Can Everyone Create Magic?
That experience opened my eyes to a whole new world. I fell into the rabbit hole of text-to-code tools. I went back to the Startup Ideas Podcast episode where Ras plots the tools along that control vs. skill spectrum. He makes a compelling point: everyone can find a tool that meets them where they are.
That made me wonder: can everyone create magic like I did?
So I started brainstorming with 4o, I explored different personas. We narrowed it down to three that represent a broad cross-section of skills and needs:
- The Designer: Great with visual flow, user experience, and interfaces. Not traditionally a coder, but knows how things should feel. With tools like Loavable or V0, they can turn mockups into working prototypes with a few prompts.

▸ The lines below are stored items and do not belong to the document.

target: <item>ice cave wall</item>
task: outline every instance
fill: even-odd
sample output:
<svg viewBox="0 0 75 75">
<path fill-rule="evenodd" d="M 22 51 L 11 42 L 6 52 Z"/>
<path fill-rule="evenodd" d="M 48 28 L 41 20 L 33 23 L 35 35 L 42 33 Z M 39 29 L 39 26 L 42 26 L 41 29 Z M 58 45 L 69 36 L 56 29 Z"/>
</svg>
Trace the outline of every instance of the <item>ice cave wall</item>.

- The Founder: Resourceful, strategic, focused on outcomes. May not have the budget for a dev team, but has a clear vision. Tools like Replit or WindSurf allow them to build scrappy MVPs quickly without waiting on engineering.
- The Freelancer: Multi-talented, often juggling several clients. Has to build landing pages, automate tasks, or prototype interactions. Cursor and AI-native IDEs give them the power to extend their skills without deep coding knowledge.
What matters most is not the tool, but the approach.
Try different tools. Be patient. Break your problem into smaller parts. Plan the structure of your build with AI. Think through your features. Iterate on prompts. You don’t need to get it right in one shot—you just need to start.
Magic doesn’t happen all at once. It happens layer by layer, until one day, it works.
A Creative Shift
This wasn’t just a fix for a broken module. It was something bigger. It felt like a personal revolution.
For years, I thought building software was a club I couldn’t join. Now, a skill gap I’d carried for 20 years just disappeared. The backlog of problems I had shelved due to lack of code skills? Suddenly in reach.
It was exciting. It was liberating. It was fun.
This is probably the most empowering technological shift I’ve lived through. Not because it eliminates the need for engineers—but because it invites more people into the world of creation.
If you can imagine it, you can build it.